To improve the model, I kept the same architecture but enhanced my training dataset with more examples of these "close" words, following the same training process as in my previous post.
I then checked the model's performance on the dev set:
Model V1 Accuracy: 0.632
Model V2 Accuracy: 0.978
Everything looked good; however, there was still one more issue.
The Last Problem
While evaluating my model using my Next.js app, I noticed the model had much lower accuracy.
I downloaded and saved the audio files sent to the server to debug why the model wasn't performing well. After manually listening to each of these samples, I noticed that they sounded different compared to my dev set even if I was saying the same phrase! It turned out the Python script that I had used to make the dev set recorded audio at a lower sample rate than MediaRecorder
, which is what I had used in the Next.js app.
To resolve this, I created a new dev set using only samples collected from the Next.js app this time, and retrained the model similarly to the previous step.
Here's the results of the different model versions on the new dev set:
Model V1 Accuracy: 0.626
Model V2 Accuracy: 0.752
Model V3 Accuracy: 0.952
Optimize the ML development Loop
Developing an accurate model often looks like this:
It will involve multiple iterations of tweaking data, training your model, and evaluating the results.

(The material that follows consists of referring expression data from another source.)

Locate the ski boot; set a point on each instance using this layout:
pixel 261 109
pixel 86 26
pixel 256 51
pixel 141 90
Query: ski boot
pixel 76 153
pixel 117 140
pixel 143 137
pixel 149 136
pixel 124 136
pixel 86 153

To quickly converge onto an accurate model, it's important to invest time upfront to try and shorten each step of the loop. In my case, building additional tooling to more efficiently create a training set would have saved me a lot of time.
Ensure the Dev Set Represents the Real-World
While this may seem obvious, this was a major point in my project since I relied so heavily on synthetic data. I could have saved myself a few iterations of the ML Development loop, by initially creating a dev set with audio clips that accurately captured how my model would be evaluated in the real world.
The process I used throughout this post would likely work well for other phrases that the wake word model incorrectly classifies. However, finding these incorrectly classified phrases and then collecting enough data samples to improve the model is quite time-consuming.
As a future enhancement, it might be worthwhile to explore transfer learning from a more powerful model performing a similar task. I'll explore this topic further in a future post!